小口現金とは、経費精算用として手元で管理しておく少額の現金のことです。現金出納帳で現金の出入りを管理します。

会社に小口現金を用意せず、給与と合算して支払う企業が増加傾向にあるようです。小口現金の管理は業務の負担が大きいため、給与と合算して支払ったり、電子マネー送金にしたりすることで、経費精算の効率化につながります。

交通費精算

交通費精算とは、通勤・顧客訪問など、業務で発生した交通費を精算することです。精算するのは、近隣への移動など、比較的少額の交通費です。従業員には、発生した交通費の金額だけではなくてルートや交通手段も申請してもらいます。

交通費の内訳は、電車代やバス代、タクシー代などです。従業員の移動が多いと、経費精算業務の負荷が大きくなります。

旅費精算

旅費精算とは、遠方への出張にかかった費用を精算することです。比較的高額な費用を精算処理します。
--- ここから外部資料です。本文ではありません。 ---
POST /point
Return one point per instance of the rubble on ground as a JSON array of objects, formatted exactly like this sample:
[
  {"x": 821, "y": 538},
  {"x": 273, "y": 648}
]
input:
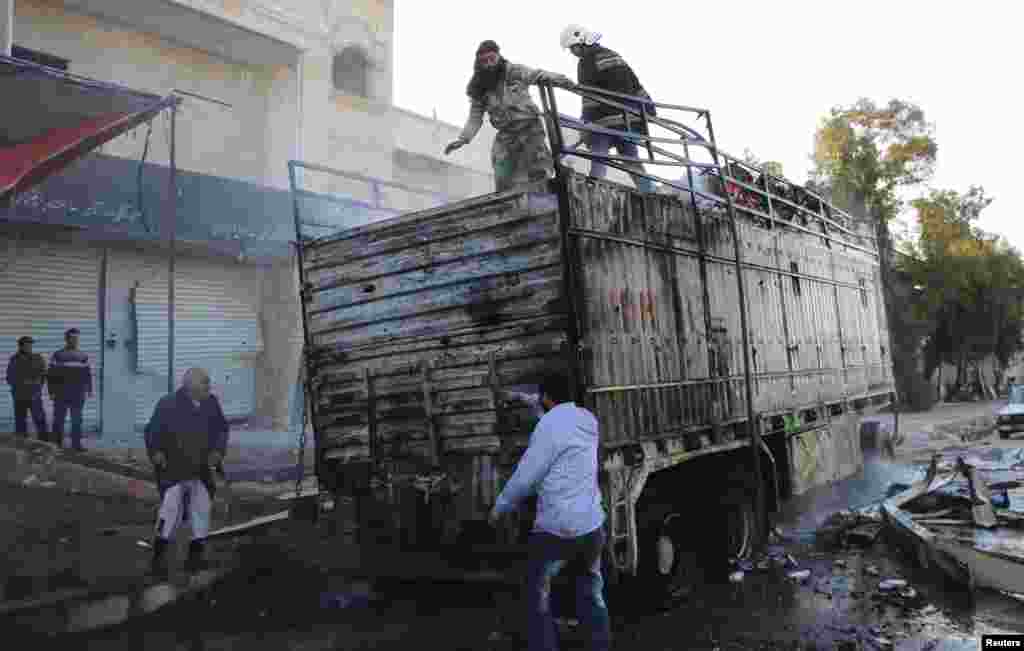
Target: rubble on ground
[{"x": 845, "y": 528}]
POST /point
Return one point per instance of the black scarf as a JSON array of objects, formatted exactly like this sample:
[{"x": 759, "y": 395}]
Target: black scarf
[{"x": 485, "y": 80}]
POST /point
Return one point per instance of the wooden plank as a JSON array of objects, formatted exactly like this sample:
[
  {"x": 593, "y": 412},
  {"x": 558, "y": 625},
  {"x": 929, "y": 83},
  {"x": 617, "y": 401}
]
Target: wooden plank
[
  {"x": 457, "y": 312},
  {"x": 474, "y": 240},
  {"x": 430, "y": 225},
  {"x": 539, "y": 255}
]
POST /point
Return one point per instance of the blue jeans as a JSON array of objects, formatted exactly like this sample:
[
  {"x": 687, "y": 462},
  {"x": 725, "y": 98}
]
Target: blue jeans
[
  {"x": 22, "y": 408},
  {"x": 600, "y": 143},
  {"x": 60, "y": 408},
  {"x": 548, "y": 556}
]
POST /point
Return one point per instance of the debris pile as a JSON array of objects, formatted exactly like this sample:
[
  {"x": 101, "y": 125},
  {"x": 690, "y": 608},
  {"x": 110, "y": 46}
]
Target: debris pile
[{"x": 849, "y": 528}]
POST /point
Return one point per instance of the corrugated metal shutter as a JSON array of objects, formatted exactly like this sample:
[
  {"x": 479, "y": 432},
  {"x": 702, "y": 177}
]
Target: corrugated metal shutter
[
  {"x": 216, "y": 327},
  {"x": 46, "y": 288},
  {"x": 150, "y": 316}
]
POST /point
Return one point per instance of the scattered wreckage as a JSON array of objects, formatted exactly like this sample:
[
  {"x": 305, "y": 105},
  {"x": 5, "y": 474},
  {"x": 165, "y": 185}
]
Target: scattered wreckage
[{"x": 967, "y": 517}]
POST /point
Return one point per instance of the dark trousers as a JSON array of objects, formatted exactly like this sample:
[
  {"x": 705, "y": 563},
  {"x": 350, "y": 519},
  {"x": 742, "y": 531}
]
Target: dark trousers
[
  {"x": 548, "y": 556},
  {"x": 60, "y": 407},
  {"x": 22, "y": 408}
]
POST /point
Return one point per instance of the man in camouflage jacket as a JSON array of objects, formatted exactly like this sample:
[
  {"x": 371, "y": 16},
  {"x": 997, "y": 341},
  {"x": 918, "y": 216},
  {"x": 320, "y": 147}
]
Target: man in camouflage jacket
[{"x": 501, "y": 89}]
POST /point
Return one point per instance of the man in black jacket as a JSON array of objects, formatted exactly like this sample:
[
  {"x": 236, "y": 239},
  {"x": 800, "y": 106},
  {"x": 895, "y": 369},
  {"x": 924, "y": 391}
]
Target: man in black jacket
[
  {"x": 604, "y": 69},
  {"x": 71, "y": 384},
  {"x": 27, "y": 375},
  {"x": 186, "y": 439}
]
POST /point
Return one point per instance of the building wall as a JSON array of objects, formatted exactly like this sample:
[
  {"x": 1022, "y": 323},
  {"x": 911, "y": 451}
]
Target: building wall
[
  {"x": 419, "y": 158},
  {"x": 283, "y": 103}
]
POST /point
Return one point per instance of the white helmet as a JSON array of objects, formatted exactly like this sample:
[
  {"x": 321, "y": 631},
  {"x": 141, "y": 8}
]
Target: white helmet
[{"x": 578, "y": 35}]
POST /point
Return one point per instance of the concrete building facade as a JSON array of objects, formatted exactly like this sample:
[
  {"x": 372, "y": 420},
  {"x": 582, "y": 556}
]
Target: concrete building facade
[{"x": 261, "y": 83}]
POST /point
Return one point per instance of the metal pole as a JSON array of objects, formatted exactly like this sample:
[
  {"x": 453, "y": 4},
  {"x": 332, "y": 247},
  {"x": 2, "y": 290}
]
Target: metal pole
[
  {"x": 307, "y": 375},
  {"x": 754, "y": 426},
  {"x": 570, "y": 267},
  {"x": 172, "y": 216}
]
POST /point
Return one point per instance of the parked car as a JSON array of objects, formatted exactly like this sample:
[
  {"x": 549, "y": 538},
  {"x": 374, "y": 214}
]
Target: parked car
[{"x": 1011, "y": 418}]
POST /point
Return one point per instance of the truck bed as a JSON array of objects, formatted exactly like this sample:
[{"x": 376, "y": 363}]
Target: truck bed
[{"x": 417, "y": 321}]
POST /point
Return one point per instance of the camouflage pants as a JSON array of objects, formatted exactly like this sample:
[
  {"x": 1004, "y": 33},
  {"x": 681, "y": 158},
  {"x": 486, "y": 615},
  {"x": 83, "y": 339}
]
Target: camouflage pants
[{"x": 520, "y": 155}]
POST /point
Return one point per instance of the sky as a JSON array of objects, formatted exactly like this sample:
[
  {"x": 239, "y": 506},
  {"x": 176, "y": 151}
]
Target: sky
[{"x": 767, "y": 72}]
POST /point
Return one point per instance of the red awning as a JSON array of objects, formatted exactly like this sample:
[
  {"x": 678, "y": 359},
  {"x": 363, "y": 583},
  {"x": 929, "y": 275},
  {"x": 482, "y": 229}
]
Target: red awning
[{"x": 52, "y": 118}]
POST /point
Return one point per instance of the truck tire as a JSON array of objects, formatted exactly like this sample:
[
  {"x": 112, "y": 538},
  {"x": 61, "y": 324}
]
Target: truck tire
[
  {"x": 670, "y": 567},
  {"x": 738, "y": 525}
]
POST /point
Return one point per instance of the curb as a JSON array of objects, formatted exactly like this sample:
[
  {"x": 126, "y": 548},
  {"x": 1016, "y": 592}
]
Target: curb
[
  {"x": 969, "y": 429},
  {"x": 84, "y": 610}
]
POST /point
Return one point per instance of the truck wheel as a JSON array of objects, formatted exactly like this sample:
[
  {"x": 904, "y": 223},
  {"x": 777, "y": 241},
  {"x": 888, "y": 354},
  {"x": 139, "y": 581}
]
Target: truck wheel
[
  {"x": 669, "y": 566},
  {"x": 738, "y": 527}
]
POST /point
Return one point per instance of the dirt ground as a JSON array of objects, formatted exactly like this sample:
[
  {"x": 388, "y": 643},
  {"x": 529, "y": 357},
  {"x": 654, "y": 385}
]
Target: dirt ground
[
  {"x": 282, "y": 603},
  {"x": 72, "y": 521}
]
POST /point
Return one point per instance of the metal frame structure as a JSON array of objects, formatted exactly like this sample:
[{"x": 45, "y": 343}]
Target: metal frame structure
[
  {"x": 642, "y": 110},
  {"x": 642, "y": 449}
]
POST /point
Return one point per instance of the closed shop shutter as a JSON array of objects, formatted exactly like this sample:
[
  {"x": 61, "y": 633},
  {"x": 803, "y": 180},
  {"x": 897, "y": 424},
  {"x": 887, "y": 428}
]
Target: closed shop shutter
[
  {"x": 216, "y": 327},
  {"x": 150, "y": 317},
  {"x": 45, "y": 289}
]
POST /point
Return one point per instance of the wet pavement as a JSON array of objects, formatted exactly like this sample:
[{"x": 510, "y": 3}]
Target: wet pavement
[{"x": 281, "y": 604}]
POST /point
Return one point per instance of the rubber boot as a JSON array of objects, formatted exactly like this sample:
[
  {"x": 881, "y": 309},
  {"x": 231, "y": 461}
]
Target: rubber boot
[
  {"x": 197, "y": 561},
  {"x": 158, "y": 568}
]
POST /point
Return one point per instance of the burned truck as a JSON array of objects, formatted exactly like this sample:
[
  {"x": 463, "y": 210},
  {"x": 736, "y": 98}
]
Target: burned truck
[{"x": 726, "y": 338}]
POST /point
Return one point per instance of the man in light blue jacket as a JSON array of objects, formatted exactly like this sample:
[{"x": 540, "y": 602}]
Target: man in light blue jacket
[{"x": 560, "y": 467}]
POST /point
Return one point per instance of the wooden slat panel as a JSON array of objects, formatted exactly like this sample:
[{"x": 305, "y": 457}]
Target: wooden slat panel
[{"x": 524, "y": 231}]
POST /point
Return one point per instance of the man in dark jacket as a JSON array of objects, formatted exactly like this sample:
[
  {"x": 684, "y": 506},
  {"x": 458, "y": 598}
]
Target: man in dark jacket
[
  {"x": 604, "y": 69},
  {"x": 71, "y": 384},
  {"x": 27, "y": 375},
  {"x": 186, "y": 439}
]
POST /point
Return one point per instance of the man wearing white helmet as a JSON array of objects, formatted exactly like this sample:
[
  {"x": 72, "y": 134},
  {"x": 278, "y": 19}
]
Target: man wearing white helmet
[{"x": 604, "y": 69}]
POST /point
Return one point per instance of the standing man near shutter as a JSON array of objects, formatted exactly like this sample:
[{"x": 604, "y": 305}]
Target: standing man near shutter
[
  {"x": 186, "y": 440},
  {"x": 71, "y": 385},
  {"x": 605, "y": 69},
  {"x": 27, "y": 375}
]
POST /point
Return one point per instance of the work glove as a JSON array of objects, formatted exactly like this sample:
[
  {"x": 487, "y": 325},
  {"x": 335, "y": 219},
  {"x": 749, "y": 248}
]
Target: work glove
[
  {"x": 562, "y": 81},
  {"x": 455, "y": 144}
]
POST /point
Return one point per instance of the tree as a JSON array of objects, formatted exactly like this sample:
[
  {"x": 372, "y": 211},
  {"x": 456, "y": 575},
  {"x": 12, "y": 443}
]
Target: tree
[
  {"x": 772, "y": 167},
  {"x": 864, "y": 155},
  {"x": 972, "y": 285}
]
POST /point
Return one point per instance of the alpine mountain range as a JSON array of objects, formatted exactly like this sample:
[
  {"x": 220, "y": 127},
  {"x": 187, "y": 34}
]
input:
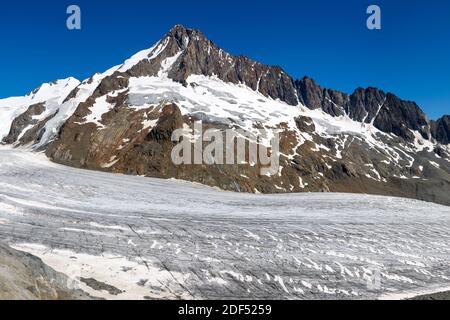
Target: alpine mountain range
[{"x": 122, "y": 121}]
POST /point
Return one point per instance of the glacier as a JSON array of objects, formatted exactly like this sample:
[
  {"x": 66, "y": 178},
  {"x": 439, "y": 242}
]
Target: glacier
[{"x": 153, "y": 238}]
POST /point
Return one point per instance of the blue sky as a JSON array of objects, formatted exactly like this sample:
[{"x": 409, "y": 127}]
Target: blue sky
[{"x": 326, "y": 40}]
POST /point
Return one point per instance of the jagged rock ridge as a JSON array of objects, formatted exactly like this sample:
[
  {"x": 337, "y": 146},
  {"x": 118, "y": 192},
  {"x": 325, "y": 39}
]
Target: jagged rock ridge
[{"x": 121, "y": 121}]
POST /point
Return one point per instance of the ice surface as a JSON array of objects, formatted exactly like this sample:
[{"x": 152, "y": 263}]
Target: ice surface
[{"x": 170, "y": 239}]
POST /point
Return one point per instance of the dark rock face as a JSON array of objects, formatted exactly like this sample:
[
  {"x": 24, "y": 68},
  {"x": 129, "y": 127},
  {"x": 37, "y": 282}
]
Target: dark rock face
[
  {"x": 315, "y": 97},
  {"x": 440, "y": 130},
  {"x": 399, "y": 117},
  {"x": 138, "y": 140}
]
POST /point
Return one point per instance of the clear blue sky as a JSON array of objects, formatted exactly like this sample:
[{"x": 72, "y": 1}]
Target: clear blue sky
[{"x": 327, "y": 40}]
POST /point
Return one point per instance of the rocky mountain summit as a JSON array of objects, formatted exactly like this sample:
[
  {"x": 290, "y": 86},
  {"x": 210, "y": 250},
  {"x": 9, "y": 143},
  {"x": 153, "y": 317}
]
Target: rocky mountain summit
[{"x": 122, "y": 120}]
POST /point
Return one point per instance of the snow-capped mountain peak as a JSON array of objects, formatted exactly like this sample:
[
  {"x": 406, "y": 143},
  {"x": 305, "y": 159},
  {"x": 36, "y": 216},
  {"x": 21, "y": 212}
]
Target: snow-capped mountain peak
[{"x": 121, "y": 120}]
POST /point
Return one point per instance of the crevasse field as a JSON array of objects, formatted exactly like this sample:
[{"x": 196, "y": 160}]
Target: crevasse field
[{"x": 148, "y": 238}]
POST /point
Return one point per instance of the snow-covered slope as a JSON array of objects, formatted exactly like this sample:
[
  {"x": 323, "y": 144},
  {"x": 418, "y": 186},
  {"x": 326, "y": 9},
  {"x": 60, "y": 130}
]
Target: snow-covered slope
[
  {"x": 50, "y": 94},
  {"x": 121, "y": 121},
  {"x": 176, "y": 239}
]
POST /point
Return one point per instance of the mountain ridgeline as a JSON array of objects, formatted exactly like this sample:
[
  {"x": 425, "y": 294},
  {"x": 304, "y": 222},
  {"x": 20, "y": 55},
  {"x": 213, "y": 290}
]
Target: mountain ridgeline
[{"x": 122, "y": 120}]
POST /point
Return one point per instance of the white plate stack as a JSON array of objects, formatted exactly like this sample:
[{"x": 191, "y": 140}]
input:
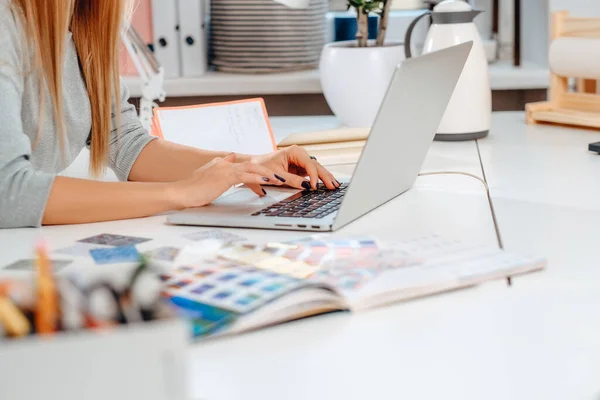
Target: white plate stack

そのため、現金手渡しではなく振込で精算することが多いです。

たとえば、宿泊費や出張日当、飲食費、出張にともなう交通費などが旅費精算として処理する費用です。

経費精算の流れ

ここからは、基本的な経費精算の流れを、実費精算と仮払精算の場合に分けて確認しましょう。

実費精算と仮払精算には、以下のような違いがあります。

<実費精算>

まずは従業員が立て替え、その後かかった費用を会社から払い戻す

<仮払精算>

概算で代金を仮払いして後から調整・精算する

実費精算の場合

従業員が立て替えてから実際にかかった費用を会社から払い戻す実費精算の場合は、以下のような流れで経費を精算します。

  1. 従業員が経費を立て替えて、領収書をもらう
  2. 社内ルールに従って経費精算書を作成し、領収書とともに申請する
  3. 決裁権限者が承認する
  4. 経理部門が確認し、会計処理をおこなう
  5. 立て替えた代金を従業員に支給
  6. 小口の現金を渡した場合は出納帳に記入する

この場合のメリットは、経費精算書の申請や会計処理が一度で済むことです。ただし、一時的に従業員に経費の全額を立て替えてもらう必要があります。

仮払精算の場合

代金を仮払いして後から調整・精算する仮払精算の場合は、以下のような流れで経費を精算します。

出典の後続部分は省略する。